Pourquoi le sang est-il rouge (ou bleu, ou vert, ou rose parfois) ?

Oui, c’est vrai ça, y a t-il une réelle raison pour laquelle le sang humain est rouge, à part pour faire des superbes scènes de tueries dans la neige?

Dans ce billet sanguinolant, on va revenir sur la couleur de tous les sangs, et pas seulement humains. Oui, parce que dans le règne animal, il existe de sacrées bestioles au sang vert, bleu ou encore rose.

Plus précisément, on va parler des transporteurs du dioxygène, puisque c’est eux la plupart du temps qui conditionnent la couleur.

Un des rôles principaux du sang est effectivement de transporter le dioxygène, O2, à toutes les cellules de l’organisme, qui, lors de la respiration, vont produire de l’énergie chimique (de l’ATP (adénosine tri-phosphate)) nécessaire à leur bon fonctionnement.
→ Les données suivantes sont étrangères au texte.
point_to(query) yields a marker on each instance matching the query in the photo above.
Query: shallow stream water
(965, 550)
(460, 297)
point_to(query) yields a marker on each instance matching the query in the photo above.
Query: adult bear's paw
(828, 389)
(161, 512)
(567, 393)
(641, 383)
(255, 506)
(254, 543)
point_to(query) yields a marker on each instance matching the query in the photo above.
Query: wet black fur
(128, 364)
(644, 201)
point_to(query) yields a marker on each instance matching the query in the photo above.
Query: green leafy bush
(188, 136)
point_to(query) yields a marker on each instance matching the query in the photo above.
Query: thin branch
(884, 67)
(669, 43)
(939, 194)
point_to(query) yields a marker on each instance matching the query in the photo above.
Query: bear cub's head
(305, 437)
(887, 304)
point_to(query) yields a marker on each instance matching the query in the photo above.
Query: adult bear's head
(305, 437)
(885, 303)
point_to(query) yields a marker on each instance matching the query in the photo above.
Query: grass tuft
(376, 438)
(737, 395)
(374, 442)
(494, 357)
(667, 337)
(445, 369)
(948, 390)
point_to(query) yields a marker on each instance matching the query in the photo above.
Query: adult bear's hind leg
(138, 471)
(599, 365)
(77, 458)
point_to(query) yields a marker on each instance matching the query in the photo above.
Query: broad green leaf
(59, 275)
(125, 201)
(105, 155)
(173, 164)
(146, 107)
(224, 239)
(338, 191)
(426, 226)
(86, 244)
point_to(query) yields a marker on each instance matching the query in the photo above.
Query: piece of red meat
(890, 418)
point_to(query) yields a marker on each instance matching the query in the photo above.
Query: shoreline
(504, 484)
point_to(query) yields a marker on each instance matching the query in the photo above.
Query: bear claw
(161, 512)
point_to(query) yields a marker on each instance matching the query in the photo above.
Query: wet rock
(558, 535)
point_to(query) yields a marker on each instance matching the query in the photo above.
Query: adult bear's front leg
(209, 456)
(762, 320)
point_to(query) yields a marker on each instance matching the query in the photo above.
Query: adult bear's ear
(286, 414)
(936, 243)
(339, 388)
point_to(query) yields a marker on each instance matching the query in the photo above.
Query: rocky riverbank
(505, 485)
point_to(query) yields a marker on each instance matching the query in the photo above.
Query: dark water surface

Mais voilà, comment transporter du dioxygène, gazeux, et trop peu soluble  dans les fluides corporels ? C’est là que les ‘transporteurs de dioxygène’ font leur apparition. On les imagine tout de suite comme ça :

 

Et oui, « il était une fois la vie » a parfois laissé des traces indélébiles…

 

 

Dans le sang humain, les transporteurs d’O2 sont contenu dans des cellules spécialisées, les fameux globules rouges, ou hématies. Au coeur de celles-ci sont présentes des protéines particulières, les hémoglobines.

Hémoglobine humaine (wikipedia)

Quand on regarde de près la structure de cette protéine, on s’aperçoit qu’il s’agit en fait d’un agencement de quatre sous-structures identiques (2 en jaunes, 2 en roses). Et au coeur de chacune de ces structures, composées principalement d’hélice, se trouve une drôle de molécule, circulaire, plane, dessinée en vert appelée hème. On s’approche du but. Quand on regarde précisément, voilà sa constitution :

Hème (de type b) (Wikipedia)

 

Ce qui est ici remarquable, c’est cette structure carbonée et azotée cyclique, plane, qui entoure un atome de fer.

[Pour les chimistes, on a ici une porphyrine, qui sert de ligand au noyau fer, qui se trouve ainsi stabilisé dans cet état d’oxydation (+II)]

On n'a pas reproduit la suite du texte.